Hyper-Inflation is Not Inevitable
At this point I want to make several things clear.  I do not think that the hyper-inflation scenario that is followed by a global fiat reserve currency is the inevitable conclusion to the current predicament we find ourselves in.  The reason I mention it is because if we continue down this path much longer that does become one of the more high probability outcomes.  I truly hope it never comes to that since I would not want to live in such a world.  At this point I want to briefly discuss what could happen along the way to avert what would be a most unfortunate outcome.  Commodity prices are the big thing.  Gasoline prices on the wholesale level are only now breaking out of a trading range to the upside.  With 17% U6 unemployment levels, oil has no business being up here for fundamental reasons of supply/demand so what we know is that it is really a function of too much money printing.  If we get any further economic growth in the world from here I believe money velocity will start to kick in and oil will explode, potentially right back to $150/b and perhaps quicker than most expect.  This would probably be accompanied by food inflation and we would see riots and social unrest all over the world in relatively short order.  It would make the protests we see now in Greece look like child’s play.  Evidence of this would first be seen in emerging market countries and later on in OECD.  My hope would be that the social unrest and potential successful revolutions in many countries would lead to policy changes before it is too late.  The most important of these by far is China allowing the yuan to appreciate.  The yuan peg is essentially the source of a lot of the imbalances in the system and an appreciation, while tough to swallow for many industries and special interests in both China and the United States, would be a huge long term positive for the global economy as it would allow for a healthy and market based rebalancing of the relationship between the U.S. and China where we would consume less and export more over time and they would do the opposite.  Unfortunately, Chinese and U.S. leaders instead seem intent on consolidating state power at the top and are aggressively furthering a destructive system that F.A. Hayek would derisively refer to as “planning.”  As Hayek stated, “the more the state plans the more difficult planning becomes for the individual.”
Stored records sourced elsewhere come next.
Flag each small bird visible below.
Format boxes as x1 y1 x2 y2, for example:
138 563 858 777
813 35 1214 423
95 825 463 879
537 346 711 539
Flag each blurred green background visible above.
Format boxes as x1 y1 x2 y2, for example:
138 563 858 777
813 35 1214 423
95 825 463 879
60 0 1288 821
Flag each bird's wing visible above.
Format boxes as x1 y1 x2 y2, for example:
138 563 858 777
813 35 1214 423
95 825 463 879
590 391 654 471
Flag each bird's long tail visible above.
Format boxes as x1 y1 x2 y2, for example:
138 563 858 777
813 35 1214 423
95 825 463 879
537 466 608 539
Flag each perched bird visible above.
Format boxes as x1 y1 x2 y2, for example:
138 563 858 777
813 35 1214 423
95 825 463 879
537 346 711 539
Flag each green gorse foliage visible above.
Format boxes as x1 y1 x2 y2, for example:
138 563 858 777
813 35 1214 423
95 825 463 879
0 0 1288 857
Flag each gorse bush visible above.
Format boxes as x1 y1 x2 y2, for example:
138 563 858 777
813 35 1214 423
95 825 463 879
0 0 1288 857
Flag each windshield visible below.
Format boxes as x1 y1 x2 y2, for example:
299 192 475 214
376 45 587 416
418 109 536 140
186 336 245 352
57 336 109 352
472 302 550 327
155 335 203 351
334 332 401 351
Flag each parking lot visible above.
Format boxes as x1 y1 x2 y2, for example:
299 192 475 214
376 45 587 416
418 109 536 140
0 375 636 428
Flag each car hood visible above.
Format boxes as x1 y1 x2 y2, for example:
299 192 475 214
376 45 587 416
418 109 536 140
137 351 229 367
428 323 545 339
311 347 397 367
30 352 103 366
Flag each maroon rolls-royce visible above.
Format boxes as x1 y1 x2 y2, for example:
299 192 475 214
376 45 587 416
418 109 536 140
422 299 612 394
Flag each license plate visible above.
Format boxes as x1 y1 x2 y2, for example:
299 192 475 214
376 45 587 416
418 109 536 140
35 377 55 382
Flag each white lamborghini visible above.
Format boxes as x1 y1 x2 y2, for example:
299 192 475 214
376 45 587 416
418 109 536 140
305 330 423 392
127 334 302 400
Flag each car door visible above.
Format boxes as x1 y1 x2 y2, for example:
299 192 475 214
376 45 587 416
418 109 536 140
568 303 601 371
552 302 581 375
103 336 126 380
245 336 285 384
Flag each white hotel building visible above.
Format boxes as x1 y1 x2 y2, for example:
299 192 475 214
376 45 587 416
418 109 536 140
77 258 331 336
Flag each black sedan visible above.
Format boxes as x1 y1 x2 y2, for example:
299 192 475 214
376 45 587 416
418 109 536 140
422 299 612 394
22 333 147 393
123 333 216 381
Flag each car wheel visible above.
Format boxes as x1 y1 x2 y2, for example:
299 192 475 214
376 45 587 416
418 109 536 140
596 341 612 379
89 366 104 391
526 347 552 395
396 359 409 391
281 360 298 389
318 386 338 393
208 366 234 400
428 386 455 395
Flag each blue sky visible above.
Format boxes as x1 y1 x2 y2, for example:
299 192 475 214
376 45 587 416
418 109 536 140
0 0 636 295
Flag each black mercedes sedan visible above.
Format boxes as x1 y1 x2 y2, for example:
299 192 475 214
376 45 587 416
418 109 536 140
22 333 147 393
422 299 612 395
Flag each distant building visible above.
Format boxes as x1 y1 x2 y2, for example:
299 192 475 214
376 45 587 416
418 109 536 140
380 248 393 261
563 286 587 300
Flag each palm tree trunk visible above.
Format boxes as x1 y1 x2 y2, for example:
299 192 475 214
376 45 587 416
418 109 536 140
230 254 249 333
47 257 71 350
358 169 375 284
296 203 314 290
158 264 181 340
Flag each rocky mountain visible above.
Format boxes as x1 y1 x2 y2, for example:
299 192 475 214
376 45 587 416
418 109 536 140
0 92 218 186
So to sum it up the worse possible long-term scenario is for China to do nothing with the peg.  This is the hyper-inflation/complete social chaos scenario since it will not allow other emerging economies that depend on exports to strengthen their currencies as much as is necessary.  That said, not matter what happens one thing is inevitable.  That is that the currencies of the West, especially the United States, the U.K. the Euro and the yen must depreciate massively versus many of the emerging nations in Asia as well as the commodity countries (Brazil and Australia come to mind).  Either we continue to have all global currencies devalue versus everything or we stop pretending and devalue the currencies of the West to Asia and get on with it.  Either way, it is a good scenario for commodities, with my favorite area far and away precious metals.